Dogwood

BARBARA TUFTY

May 13, 1993|By BARBARA TUFTY

WASHINGTON — Washington.--Another spring, and we still can see dogwoods flowering in our hardwood forests. Through the vistas of newly leafing oaks and maples, the horizontal sprays of gleaming white dogwood blossoms spread like flurries of snow. The four white ''petals'' we see are really not petals but bracts that grow out from the base of each tight cluster of small greenish flowers.

We've been hearing that these lovely trees, the native American dogwood, Cornus Florida, are dying, victims of the fungus anthracnose that has been spreading south from New England since the mid-1970s.

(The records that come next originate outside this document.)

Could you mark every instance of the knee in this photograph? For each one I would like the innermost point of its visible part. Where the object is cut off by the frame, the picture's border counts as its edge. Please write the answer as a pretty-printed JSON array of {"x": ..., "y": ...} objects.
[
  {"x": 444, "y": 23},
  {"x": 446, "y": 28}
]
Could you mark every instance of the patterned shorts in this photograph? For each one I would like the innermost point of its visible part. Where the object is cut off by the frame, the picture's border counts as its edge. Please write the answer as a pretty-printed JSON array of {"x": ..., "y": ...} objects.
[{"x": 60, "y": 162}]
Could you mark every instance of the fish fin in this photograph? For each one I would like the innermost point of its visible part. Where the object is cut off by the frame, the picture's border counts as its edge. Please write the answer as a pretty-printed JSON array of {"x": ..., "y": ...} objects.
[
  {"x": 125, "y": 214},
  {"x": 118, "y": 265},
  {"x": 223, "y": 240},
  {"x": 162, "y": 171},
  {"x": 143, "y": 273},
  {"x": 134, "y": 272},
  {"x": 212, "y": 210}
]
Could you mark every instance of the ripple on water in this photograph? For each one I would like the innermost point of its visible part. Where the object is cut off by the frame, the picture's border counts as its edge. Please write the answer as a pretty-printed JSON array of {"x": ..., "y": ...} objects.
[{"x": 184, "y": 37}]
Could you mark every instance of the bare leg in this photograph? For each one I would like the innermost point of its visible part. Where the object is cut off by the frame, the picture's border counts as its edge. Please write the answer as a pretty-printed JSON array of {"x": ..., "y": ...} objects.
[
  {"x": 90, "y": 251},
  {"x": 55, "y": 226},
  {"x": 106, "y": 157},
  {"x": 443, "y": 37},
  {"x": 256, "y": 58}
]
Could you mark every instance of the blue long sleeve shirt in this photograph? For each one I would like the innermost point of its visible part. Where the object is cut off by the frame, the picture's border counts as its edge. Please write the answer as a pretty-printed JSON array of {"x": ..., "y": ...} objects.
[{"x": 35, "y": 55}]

No one wants to hear about the death of the dogwood. Its graceful branches are as much a part of returning spring as warm air and bright sunlight and the singing of migrating songbirds. In the early morning sun, the sprays of blossoms catch and hold the light, shining between the young chartreuse leaves of oak.

Dogwood buds have a growth pattern that starts out in perfect symmetry. The new buds grow in twos, on opposite sides of a twig. The next pair grow exactly at right angles to the first pair. The third pair grows precisely at another right angle, and is positioned just above the first pair. And so the pattern continues. These buds are the origin of all leaves, twigs, branches, limbs -- so theoretically the perfect pattern of the dogwood would be a trunk with smaller and smaller appendages at rigid right angles to one another.

At least that's the basic plan. But now comes the disruption of chaos in nature. Each growing bud and twig becomes distorted by wind, insets, shade, animals -- a multitude of forces and accidents that quickly destroy the even symmetry and turn the tree into a turmoil of crooked branches turning every which way. In spring, the new buds rectify this disarray and form another pattern. As the buds develop into flowers, they turn and twist toward the light, forming an extended mosaic so that each flower and later leaf is held away from its neighbor and grows into an empty space to find the sunlight.

Stand beneath a branch of dogwood and look up -- almost each flower has positioned itself so that does not overlap a flower below nor is it overshadowed by a flower above. This is the pure beauty of a basic pattern of nature, shattered into chaos but then reforming another pattern to serve the need of the tree.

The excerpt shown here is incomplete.